Une femme mariée de Jean-Luc Godard (1964)
La même année, François Truffaut et Jean-Luc Godard donnent respectivement leur vision noire et blanche de l’adultère. Une femme mariée met en scène Macha Méril alias Charlotte, dont le cœur balance entre deux hommes. Godard découpe avec sa caméra le corps de son actrice non pas comme un objet inanimé et passif, mais bien comme une présence impossible à réduire à un seul plan. De ce portrait cubiste émane aussi la musique mélancolique d’une jeunesse et d’une époque préférant vivre au présent pour oublier la folie du passé.
Adieu Philippine de Jacques Rozier (1962)

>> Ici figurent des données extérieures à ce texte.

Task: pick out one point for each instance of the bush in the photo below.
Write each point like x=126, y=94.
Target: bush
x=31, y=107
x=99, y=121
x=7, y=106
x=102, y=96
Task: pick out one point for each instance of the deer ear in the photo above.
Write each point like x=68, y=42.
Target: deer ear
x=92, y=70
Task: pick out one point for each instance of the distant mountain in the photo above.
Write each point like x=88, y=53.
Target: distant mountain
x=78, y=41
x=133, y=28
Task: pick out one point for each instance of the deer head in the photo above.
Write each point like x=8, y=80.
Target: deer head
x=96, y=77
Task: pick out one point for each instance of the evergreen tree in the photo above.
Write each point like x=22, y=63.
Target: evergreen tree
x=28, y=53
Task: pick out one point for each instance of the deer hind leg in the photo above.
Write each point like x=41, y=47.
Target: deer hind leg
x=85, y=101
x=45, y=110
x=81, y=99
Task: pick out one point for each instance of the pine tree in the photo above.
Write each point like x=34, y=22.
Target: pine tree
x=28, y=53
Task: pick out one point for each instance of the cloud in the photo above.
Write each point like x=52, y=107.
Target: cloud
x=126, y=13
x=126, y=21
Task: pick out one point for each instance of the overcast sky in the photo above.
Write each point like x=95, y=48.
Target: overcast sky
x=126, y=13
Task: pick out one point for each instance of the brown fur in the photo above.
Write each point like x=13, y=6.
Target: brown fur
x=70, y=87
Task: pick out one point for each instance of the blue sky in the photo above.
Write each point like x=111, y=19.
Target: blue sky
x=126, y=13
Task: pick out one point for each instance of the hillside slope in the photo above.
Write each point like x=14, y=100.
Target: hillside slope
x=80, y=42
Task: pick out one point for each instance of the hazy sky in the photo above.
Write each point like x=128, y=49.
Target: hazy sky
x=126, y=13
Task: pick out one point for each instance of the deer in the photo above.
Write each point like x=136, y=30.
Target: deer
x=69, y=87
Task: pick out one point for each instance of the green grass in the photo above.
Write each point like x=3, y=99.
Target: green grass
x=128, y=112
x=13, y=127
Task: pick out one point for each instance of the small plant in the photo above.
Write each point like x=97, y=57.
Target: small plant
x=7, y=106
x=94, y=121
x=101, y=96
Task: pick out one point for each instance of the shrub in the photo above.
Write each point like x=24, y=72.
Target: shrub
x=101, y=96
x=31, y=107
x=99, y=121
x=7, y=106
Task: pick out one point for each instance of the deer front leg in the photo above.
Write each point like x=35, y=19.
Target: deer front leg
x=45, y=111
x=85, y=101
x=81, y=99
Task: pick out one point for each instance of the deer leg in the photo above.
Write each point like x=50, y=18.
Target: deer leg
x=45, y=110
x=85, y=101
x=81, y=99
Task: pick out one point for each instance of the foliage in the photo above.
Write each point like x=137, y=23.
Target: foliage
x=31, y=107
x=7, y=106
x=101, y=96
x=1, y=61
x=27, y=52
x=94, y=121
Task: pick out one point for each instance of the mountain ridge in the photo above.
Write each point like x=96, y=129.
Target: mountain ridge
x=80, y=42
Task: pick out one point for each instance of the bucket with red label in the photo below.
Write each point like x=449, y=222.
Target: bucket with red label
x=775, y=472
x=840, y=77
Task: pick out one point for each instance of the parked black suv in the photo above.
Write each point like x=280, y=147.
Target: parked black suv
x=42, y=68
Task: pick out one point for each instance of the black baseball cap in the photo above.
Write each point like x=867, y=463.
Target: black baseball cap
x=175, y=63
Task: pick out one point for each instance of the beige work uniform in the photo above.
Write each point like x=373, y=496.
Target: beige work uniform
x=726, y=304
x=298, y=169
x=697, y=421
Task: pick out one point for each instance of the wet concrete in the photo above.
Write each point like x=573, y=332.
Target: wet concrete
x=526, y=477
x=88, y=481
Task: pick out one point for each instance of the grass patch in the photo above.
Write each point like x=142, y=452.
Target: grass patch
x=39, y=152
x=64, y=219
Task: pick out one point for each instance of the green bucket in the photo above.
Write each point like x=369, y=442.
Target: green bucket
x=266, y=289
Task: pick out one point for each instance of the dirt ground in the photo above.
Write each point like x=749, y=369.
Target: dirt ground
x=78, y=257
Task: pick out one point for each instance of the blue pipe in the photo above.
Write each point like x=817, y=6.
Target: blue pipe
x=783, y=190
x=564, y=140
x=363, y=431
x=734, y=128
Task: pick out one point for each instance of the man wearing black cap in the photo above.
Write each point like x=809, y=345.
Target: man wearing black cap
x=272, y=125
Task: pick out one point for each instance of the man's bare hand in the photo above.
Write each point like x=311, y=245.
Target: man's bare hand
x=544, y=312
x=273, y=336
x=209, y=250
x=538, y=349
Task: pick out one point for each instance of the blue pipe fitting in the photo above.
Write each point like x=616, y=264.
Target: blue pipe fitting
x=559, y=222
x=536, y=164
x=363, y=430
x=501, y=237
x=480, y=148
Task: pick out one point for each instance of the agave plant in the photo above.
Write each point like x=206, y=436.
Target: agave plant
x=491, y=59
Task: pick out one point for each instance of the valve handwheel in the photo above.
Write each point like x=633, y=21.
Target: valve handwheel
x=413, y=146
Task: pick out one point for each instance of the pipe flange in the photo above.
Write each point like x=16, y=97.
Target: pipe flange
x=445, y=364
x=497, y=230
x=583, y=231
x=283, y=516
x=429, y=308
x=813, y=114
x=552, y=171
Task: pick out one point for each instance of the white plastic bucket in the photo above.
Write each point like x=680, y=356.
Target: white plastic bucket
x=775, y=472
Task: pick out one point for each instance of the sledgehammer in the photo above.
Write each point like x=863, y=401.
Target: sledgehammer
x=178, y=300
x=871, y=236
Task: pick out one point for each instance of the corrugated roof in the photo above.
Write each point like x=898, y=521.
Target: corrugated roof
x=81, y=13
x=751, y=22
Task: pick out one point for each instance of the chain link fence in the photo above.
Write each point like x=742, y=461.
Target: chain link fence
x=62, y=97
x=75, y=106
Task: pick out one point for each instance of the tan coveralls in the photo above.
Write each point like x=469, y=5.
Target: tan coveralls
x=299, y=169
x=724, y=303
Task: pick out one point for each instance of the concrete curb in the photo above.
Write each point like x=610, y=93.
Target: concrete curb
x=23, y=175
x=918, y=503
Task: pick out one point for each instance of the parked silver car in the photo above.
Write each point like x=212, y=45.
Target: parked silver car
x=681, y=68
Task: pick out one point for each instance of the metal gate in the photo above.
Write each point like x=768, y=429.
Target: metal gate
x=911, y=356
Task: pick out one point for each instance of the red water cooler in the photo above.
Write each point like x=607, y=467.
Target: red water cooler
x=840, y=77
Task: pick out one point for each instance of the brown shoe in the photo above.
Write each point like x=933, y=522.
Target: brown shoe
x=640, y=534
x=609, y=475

Sorti quelques années après l’avènement de la Nouvelle Vague, Adieu Philippine vient à son tour bousculer les préceptes d’un vieux cinéma – en décembre 1962, les héroïnes Liliane et Juliette s’affichent fièrement en couverture des Cahiers du cinéma sous la bannière Nouvelle Vague. Le film a la fraîcheur des nouveautés qui décloisonnent en bonne et due forme tous les préceptes enseignés (une intrigue buissonnière, la sensation de l’improvisation et de l’instantanéité du moment vécu…). Dans ce portrait d’une France en pleine mutation (l’effervescence de la publicité, la guerre d’Algérie que bientôt Michel devra rejoindre) et d’une jeunesse éprise de danse et de musique, Rozier élabore une mise en scène qui trouve sa maîtrise dans l’aventure de l’accident. Portrait d’une génération, le film épouse le mouvement permanent de ces jeunes cœurs en éveil pour mieux nous faire goûter l’amertume de l’époque.
La Porte du paradis de Michael Cimino (1981)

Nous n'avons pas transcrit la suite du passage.